Mittwoch, 13. Juli 2016

Review: A Court of Thorns and Roses by Sarah J. Maas

“Be glad of your human heart, Feyre. Pity those who don't feel anything at all.”

“Don't feel bad for one moment about doing what brings you joy.”

When nineteen-year-old huntress Feyre kills a wolf in the woods, a beast-like creature arrives to demand retribution for it. Dragged to a treacherous magical land she only knows about from legends, Feyre discovers that her captor is not an animal, but Tamlin—one of the lethal, immortal faeries who once ruled their world.
As she dwells on his estate, her feelings for Tamlin transform from icy hostility into a fiery passion that burns through every lie and warning she's been told about the beautiful, dangerous world of the Fae. But an ancient, wicked shadow grows over the faerie lands, and Feyre must find a way to stop it... or doom Tamlin—and his world—forever.

My opinion:
Alright, brace yourselves, I've got a lot to say about this one.

It is undeniable that this book has gotten a lot of hype over the past year, and people either loved it, or hated it. However, I feel like I am somewhere in between.
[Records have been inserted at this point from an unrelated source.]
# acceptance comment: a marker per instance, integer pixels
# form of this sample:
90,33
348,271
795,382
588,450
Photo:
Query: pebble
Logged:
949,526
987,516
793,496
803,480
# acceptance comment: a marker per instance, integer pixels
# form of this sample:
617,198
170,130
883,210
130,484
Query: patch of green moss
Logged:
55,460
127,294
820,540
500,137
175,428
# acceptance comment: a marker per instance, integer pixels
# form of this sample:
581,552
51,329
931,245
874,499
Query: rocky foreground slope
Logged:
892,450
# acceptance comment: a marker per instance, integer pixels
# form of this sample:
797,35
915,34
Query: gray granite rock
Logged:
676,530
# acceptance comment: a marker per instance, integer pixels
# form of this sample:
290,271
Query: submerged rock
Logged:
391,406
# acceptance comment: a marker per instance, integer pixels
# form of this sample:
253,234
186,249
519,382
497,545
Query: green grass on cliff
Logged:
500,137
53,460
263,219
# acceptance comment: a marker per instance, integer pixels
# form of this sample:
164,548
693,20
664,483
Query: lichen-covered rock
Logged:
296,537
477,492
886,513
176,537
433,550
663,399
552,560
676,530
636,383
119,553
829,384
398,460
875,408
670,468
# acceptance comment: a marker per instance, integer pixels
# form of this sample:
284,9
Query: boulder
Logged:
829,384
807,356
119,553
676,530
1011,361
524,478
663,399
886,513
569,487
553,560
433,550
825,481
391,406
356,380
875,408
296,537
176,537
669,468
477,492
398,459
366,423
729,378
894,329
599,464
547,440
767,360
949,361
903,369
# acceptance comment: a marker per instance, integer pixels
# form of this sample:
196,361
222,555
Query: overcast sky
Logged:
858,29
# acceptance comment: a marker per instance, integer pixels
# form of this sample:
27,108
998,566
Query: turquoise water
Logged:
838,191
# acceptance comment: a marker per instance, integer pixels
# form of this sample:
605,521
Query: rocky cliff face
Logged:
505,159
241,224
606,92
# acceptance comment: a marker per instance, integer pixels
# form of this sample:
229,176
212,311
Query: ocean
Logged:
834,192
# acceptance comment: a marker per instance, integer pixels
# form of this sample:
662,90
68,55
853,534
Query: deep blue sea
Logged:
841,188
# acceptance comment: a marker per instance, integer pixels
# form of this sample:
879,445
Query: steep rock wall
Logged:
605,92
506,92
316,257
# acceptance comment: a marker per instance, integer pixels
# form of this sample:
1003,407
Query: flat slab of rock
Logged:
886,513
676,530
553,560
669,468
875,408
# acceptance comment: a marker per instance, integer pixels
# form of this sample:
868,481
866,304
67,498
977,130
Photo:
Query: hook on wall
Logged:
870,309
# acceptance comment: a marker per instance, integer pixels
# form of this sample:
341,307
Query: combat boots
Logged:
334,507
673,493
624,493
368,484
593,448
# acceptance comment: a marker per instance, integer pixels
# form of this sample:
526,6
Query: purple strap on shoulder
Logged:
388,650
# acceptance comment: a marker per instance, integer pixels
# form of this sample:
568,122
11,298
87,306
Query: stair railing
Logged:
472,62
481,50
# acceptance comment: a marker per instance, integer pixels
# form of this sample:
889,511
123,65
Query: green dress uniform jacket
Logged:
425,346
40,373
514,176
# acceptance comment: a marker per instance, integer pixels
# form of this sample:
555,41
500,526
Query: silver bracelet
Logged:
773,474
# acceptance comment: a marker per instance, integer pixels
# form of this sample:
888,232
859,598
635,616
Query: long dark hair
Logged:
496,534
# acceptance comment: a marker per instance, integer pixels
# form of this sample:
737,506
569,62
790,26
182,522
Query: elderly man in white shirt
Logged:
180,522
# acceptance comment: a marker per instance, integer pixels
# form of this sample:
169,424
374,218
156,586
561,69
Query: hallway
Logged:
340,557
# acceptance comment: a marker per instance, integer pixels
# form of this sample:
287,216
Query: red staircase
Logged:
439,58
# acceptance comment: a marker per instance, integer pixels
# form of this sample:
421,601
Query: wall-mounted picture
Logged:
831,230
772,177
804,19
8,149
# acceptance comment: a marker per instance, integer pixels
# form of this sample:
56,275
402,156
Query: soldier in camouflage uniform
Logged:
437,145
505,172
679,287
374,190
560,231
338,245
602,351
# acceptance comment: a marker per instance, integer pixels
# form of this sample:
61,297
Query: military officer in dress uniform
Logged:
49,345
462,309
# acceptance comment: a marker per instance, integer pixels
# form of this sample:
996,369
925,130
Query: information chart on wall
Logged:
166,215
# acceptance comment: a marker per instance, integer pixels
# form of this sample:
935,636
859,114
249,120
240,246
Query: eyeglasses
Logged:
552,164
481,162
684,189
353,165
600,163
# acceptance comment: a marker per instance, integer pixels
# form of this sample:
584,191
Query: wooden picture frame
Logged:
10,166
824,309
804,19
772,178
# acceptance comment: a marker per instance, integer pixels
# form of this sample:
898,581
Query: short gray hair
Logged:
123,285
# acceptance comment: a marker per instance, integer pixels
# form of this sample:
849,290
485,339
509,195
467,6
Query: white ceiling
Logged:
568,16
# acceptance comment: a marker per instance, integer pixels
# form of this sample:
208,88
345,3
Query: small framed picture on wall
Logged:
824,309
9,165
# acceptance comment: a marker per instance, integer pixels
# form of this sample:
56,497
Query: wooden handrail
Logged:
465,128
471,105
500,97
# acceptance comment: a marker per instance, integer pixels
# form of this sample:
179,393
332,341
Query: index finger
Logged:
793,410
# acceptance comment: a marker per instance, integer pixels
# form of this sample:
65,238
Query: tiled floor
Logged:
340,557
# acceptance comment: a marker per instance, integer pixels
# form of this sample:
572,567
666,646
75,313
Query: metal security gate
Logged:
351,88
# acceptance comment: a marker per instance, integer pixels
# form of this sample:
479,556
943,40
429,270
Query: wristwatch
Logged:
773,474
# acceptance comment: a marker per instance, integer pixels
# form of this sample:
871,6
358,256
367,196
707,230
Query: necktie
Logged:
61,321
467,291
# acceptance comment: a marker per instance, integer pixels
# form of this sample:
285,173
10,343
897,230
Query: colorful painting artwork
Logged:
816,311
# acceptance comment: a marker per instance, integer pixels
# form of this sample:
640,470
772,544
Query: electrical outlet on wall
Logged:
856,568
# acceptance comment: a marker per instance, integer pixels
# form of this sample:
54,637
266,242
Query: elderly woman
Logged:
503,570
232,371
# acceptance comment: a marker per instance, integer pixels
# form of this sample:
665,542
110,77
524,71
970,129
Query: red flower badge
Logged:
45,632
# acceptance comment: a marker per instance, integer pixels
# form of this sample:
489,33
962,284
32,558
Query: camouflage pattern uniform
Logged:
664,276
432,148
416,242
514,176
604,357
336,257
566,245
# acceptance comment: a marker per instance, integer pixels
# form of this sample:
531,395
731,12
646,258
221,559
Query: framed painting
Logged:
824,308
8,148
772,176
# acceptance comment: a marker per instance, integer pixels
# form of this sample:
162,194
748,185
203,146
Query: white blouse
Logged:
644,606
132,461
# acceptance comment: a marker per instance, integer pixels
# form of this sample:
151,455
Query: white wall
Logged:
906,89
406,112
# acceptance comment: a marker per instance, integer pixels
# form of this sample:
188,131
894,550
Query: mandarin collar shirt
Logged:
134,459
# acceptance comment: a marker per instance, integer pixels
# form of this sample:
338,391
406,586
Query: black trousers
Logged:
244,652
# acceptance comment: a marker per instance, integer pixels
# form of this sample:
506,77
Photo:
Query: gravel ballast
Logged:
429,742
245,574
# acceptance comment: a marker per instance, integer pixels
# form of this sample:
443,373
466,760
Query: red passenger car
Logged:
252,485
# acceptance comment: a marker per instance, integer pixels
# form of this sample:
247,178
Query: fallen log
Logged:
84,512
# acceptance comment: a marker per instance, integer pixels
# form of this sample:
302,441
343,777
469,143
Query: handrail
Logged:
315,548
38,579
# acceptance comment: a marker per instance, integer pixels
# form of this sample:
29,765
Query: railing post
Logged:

The main problem I had with this book was the writing. Some sentences just seemed so strange, so out of place, that I could sometimes just shake my head at some phrases. Thoughts and sentences were linked in a weird and confusing way, which was the reason why I had to read a few phrases several times, which really annoyed me.
Connected to the writing is probably also the fact that I hated the main character, Feyre. She acted before she thought about her actions, and sometimes as a reader I didn't even know why she did a certain thing, because it was explained a few sentences afterwards, not before the action, which would make more sense. In general, Feyre acted kind of stupidly throughout the whole novel. Some of her decisions just made me roll my eyes, because she makes the same damn mistakes like every other YA heroine ever. It is boring and annoying to see the same mistakes repeated over and over again. Maybe it's because I already read so many YA books that some things didn't come as a shock to me at all. I knew things pages before Feyre found out about it, which made the reading-experience a bit ... dull? Boring? I knew things are going to come to a nice and quite satisfying close, and thus I didn't really fear for anyone’s life in this book, which again, was pretty tedious.
In general, not a lot of things happen in this book. In the first 300 pages practically NOTHING note-worthy happens, nothing at all. Luckily, then the pace picks up a bit, and the last 100 pages were actually really enjoyable. It took me days to read the first few hundred pages, but only hours to finish the book in the end then, which is usually a good sign.
Overall, there were a lot of parts in the book that reminded me of other series, which already had bothered me in Red Queen, so I wasn't too happy to see things repeated AGAIN.
But the main thing that bothered me was that Feyre knew things she couldn't even possibly have found out before at any point in the story. She just KNEW certain things, because it was easy and convenient for the plot. Nobody mentioned it to her, and in this whole new world ( ;) ) you might think she was a bit confused, but no, she was totally fine with everything, and knew everything immediately. Another thing that ties into that, was the fact that there were characters, who only were given a voice when they were necessary for the plot ... *cough* Alis *cough*. At least give her some nice lines, please? Thank You. The main character didn't find main backstories or parts of the plot out on her own, but it rather was conventiently told to her by a huge monologue from another character. This was, again, better in the last portion of the book, where Feyre actually DID something to save her life.

Now that all might sound really bad, which partly it really was, but there were also really good and enjoyable things about this book.
Despite all the things I did not like about this book, it still was stuck in my head after I put it down. I was invested in the world, I even had fanfiction ideas, and that usually only happens with REALLY good books, so this was a good sign!
Secondly, Lucien. Ohh, Lucien. Praise the Lord for Lucien, the only real reason I wanted to finish this book. He is pretty much the only character I care about, the only one I think about, even when the book came to a close. He is exactly that one type of sarcastic, snarky character I like, with a hard past and some daddy-issues thrown in. Lovely. I expect to see more of him in the second book. But hey, how about a separate book, only about Lucien? Sarah? PLEASE?
The next thing I did enjoy was how the Beauty and the Beast theme was woven into the story; this aspect gives the book a nice and interesting twist. Although, can you really call Tamilin a BEAST, with such a great face, such a great body, such a great EVERYTHING? Actually not, but alright.

I heard that a lot of people who didn't like the first book as much LOVE the second one, so I will definitely read that one too. In fact, I already ordered it. And I also have to see what happens to Lucien, right?
I wanted to love this book, I really wanted to, but oh my, the bad points outweigh the good ones. I am hopeful for the second on though! Please let it be good!